Ma Lijuan, Ma Chaofu, Wang Zijian, Wei Yunan, Li Nan, Wang Jing, Li Mingshuang, Wu Zhisheng, Du Yang
Kobilka Institute of Innovative Drug Discovery, School of Medicine, The Chinese University of Hong Kong, Shenzhen 518172, China.
School of Chinese Materia Medica, Beijing University of Chinese Medicine, Beijing 100029, China.
Anal Chem. 2025 Jan 21;97(2):1199-1209. doi: 10.1021/acs.analchem.4c04442. Epub 2025 Jan 9.
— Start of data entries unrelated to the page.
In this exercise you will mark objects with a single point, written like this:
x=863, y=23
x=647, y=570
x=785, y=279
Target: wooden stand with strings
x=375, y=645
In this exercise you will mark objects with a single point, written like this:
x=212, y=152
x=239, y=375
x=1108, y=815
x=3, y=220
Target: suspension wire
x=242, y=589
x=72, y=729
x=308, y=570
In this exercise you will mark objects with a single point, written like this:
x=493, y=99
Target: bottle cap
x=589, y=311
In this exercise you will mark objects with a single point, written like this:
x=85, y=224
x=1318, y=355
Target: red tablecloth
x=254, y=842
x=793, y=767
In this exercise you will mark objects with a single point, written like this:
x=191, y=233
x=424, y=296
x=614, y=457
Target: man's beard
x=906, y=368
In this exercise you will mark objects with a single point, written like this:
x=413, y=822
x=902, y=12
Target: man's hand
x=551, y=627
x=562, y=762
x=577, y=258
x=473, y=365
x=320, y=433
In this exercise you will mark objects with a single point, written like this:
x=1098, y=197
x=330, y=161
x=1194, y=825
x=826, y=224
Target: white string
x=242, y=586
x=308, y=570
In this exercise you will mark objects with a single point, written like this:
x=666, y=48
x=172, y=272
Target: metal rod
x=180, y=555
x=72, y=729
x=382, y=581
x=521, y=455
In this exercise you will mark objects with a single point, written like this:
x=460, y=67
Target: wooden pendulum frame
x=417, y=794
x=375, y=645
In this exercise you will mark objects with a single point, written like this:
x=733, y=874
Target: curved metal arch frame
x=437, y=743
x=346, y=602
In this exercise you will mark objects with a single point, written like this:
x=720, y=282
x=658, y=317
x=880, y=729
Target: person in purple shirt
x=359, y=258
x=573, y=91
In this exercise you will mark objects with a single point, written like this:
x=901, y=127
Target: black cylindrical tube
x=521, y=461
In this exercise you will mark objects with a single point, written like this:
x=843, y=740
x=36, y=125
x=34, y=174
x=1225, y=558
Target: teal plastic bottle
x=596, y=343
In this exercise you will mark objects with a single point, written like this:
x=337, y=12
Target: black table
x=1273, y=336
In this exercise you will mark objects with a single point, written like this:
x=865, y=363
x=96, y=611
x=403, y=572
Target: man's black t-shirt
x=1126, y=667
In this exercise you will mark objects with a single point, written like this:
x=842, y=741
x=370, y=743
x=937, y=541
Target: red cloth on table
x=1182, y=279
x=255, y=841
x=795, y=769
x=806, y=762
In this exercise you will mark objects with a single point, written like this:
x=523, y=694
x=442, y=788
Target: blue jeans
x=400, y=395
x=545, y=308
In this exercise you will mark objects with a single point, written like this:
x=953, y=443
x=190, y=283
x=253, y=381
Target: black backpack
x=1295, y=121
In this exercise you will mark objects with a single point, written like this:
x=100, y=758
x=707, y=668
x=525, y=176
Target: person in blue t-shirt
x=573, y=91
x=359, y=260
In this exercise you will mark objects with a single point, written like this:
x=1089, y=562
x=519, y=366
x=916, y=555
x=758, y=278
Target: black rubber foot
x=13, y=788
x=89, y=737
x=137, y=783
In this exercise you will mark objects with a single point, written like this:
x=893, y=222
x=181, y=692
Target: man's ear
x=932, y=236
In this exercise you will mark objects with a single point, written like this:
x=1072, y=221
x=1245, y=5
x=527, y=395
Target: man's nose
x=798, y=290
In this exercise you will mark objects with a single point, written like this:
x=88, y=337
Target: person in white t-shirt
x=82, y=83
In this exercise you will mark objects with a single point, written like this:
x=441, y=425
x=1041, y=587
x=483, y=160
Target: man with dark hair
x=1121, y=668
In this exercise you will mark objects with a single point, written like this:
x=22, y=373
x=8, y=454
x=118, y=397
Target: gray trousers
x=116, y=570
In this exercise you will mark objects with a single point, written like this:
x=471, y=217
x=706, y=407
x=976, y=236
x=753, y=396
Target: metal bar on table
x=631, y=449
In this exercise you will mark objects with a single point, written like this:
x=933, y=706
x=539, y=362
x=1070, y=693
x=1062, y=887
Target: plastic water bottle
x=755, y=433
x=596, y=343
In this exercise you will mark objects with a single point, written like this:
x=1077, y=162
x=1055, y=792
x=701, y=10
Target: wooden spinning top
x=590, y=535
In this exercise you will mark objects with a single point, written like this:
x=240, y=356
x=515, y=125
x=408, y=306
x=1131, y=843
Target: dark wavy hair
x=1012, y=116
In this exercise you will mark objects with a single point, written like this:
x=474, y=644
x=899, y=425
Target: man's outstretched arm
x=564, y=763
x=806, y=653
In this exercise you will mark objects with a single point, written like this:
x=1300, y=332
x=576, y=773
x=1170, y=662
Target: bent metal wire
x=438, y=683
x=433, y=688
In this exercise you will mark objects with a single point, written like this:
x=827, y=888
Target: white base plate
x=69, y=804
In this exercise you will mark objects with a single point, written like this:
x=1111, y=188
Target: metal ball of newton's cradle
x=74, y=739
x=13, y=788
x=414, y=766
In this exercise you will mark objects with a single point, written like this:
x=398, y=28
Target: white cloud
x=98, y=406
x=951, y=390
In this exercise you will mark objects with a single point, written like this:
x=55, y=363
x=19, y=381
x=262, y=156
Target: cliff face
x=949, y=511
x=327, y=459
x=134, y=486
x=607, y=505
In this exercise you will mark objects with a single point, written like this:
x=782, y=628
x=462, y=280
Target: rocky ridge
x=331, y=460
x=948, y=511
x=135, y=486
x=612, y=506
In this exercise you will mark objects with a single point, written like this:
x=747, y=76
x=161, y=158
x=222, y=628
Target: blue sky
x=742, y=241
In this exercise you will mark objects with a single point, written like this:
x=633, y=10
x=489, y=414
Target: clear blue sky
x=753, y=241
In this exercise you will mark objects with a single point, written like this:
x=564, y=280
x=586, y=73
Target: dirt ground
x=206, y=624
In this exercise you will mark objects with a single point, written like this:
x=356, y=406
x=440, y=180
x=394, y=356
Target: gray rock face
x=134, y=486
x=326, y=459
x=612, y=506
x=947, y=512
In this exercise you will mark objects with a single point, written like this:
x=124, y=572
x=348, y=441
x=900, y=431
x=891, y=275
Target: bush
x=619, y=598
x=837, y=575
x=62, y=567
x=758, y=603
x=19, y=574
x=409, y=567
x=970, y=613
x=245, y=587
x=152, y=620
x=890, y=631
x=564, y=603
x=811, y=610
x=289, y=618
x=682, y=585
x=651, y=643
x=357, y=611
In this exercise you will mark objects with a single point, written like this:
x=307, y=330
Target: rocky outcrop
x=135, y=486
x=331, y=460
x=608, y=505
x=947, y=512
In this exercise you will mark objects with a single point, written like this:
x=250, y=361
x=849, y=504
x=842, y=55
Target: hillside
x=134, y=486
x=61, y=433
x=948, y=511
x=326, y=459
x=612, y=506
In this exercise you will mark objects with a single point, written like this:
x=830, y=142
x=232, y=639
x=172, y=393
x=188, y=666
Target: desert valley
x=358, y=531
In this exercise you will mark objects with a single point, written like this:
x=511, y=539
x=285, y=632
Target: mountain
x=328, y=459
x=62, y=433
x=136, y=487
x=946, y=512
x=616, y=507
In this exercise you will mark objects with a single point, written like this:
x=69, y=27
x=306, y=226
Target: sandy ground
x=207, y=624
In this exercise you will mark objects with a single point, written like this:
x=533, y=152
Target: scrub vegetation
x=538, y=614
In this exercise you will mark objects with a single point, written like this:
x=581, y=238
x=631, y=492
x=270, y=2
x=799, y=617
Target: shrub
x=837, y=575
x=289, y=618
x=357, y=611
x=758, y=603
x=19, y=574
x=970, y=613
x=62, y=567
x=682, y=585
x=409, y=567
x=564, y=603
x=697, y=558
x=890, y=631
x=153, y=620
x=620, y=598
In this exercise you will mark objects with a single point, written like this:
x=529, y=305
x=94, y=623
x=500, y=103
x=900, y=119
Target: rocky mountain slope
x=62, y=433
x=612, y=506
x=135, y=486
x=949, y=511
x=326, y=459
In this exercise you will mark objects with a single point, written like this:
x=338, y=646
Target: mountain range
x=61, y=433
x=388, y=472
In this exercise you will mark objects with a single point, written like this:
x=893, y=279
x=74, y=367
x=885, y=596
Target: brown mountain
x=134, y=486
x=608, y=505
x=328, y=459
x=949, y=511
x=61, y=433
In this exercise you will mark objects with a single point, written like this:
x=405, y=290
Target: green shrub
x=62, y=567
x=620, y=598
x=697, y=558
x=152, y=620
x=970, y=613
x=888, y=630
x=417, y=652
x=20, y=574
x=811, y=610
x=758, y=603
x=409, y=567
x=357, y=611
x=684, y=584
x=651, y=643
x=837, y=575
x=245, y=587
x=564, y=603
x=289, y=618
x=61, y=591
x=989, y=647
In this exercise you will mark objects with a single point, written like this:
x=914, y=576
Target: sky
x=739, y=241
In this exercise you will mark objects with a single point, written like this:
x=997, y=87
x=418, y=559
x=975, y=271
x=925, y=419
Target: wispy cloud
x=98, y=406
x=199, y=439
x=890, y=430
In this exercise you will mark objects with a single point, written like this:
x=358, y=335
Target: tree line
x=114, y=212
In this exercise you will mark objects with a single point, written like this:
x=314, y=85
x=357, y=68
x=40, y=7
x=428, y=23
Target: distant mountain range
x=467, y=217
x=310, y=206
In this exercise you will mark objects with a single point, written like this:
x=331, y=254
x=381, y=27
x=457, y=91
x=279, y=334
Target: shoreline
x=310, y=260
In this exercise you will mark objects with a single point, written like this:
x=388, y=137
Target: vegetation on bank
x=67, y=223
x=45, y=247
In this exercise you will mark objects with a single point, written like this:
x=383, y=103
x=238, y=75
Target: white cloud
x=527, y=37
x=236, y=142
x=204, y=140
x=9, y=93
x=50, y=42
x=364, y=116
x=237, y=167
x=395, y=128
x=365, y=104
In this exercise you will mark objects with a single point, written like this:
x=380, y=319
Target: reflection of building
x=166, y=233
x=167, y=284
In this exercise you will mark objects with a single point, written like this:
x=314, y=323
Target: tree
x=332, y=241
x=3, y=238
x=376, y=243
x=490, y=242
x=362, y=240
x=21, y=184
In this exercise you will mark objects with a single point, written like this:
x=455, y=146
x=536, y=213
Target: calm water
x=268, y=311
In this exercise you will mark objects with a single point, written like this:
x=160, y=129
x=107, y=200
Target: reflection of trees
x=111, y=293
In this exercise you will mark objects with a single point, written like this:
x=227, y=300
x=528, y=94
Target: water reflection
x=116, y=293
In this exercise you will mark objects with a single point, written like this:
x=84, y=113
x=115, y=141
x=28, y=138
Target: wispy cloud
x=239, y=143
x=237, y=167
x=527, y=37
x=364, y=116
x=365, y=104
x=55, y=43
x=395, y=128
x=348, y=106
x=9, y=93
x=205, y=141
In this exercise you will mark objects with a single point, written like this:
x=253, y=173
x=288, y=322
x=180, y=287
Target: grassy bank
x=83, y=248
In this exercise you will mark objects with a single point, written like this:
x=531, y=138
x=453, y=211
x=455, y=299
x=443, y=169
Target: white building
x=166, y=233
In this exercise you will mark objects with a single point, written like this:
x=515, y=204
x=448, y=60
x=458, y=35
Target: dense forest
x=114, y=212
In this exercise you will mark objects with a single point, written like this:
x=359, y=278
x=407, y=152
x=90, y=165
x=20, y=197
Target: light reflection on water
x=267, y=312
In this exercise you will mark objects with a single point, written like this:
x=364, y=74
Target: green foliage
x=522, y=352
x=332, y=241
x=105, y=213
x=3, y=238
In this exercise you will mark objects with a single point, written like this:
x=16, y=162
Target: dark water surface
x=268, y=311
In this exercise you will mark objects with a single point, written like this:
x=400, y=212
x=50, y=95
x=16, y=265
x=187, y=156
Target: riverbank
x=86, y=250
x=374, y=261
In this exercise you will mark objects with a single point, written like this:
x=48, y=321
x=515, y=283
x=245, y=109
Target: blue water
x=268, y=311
The development of multitargeted drugs is urgent for ischemic stroke. TRPV1 and TRPM8 are important targets of ischemic stroke. Previous drug candidate screening has identified that muscone, l-borneol, and ferulic acid may target TRPV1 and TRPM8 for ischemic stroke. However, the mechanisms of these drug candidates on targets were ill-informed. Therefore, firstly, a tongue-tissue biosensor was constructed. It explored the activation or inhibition mechanisms of drug candidates targeting TRPV1 and TRPM8 in a near-physiological environment. It was found that muscone could specifically inhibit TRPM8 and selectively activate TRPV1, while l-borneol exhibited the opposite effect. It suggested a synergistic network between these two drug candidates. Furthermore, more selective protein biosensors were developed to delve deeper into the synergistic mechanisms. A strong synergistic effect of muscone and l-borneol was proved. Molecular docking revealed that the synergistic effect was caused by different action sites, respectively. Subsequently, the synergistic effect of muscone and l-borneol was further confirmed by hypoxic nerve injury models of () and antithrombus and anti-ischemic models of zebrafish. Ultimately, through nontargeted metabolomics, it was found that muscone and l-borneol mainly regulated Ca concentration and energy metabolism by pathways such as purine and amino acid metabolisms. In conclusion, this research identified critical targets and synergistic drug candidates for multitarget neuroprotection of ischemic stroke. In addition, it has systemically demonstrated the feasibility of the integration of tissue/protein biosensors and metabolomics for the research and development of multitarget drugs. Compared to other screening and validation methods for drugs and targets, the biosensors we developed not only achieved higher sensitivity and specificity in complex physiological environments, ensuring a wider detection range, but also greatly saved biological samples. Simultaneously, they could be extended to other complex systems, such as biomarker screening in clinical samples and exosomes isolated from stem cells.
开发多靶点药物对缺血性中风治疗至关重要。瞬时受体电位香草酸亚型1(TRPV1)和瞬时受体电位 melastatin 8型(TRPM8)是缺血性中风的重要靶点。先前的候选药物筛选已确定麝香酮、l-冰片和阿魏酸可能针对TRPV1和TRPM8用于缺血性中风治疗。然而,这些候选药物作用于靶点的机制尚不明确。因此,首先构建了一种舌组织生物传感器。它在接近生理的环境中探索了候选药物靶向TRPV1和TRPM8的激活或抑制机制。研究发现,麝香酮可特异性抑制TRPM8并选择性激活TRPV1,而l-冰片则表现出相反的效果。这表明这两种候选药物之间存在协同网络。此外,还开发了更具选择性的蛋白质生物传感器以深入研究协同机制。结果证明了麝香酮和l-冰片具有很强的协同作用。分子对接显示,这种协同作用分别是由不同的作用位点引起的。随后,通过()的缺氧神经损伤模型以及斑马鱼的抗血栓和抗缺血模型进一步证实了麝香酮和l-冰片的协同作用。最终,通过非靶向代谢组学发现,麝香酮和l-冰片主要通过嘌呤和氨基酸代谢等途径调节钙浓度和能量代谢。总之,本研究确定了缺血性中风多靶点神经保护的关键靶点和协同候选药物。此外,它系统地证明了组织/蛋白质生物传感器与代谢组学相结合用于多靶点药物研发的可行性。与其他药物和靶点的筛选及验证方法相比,我们开发的生物传感器不仅在复杂的生理环境中实现了更高的灵敏度和特异性,确保了更广泛的检测范围,而且极大地节省了生物样本。同时,它们可扩展到其他复杂系统,如临床样本中的生物标志物筛选以及从干细胞中分离的外泌体。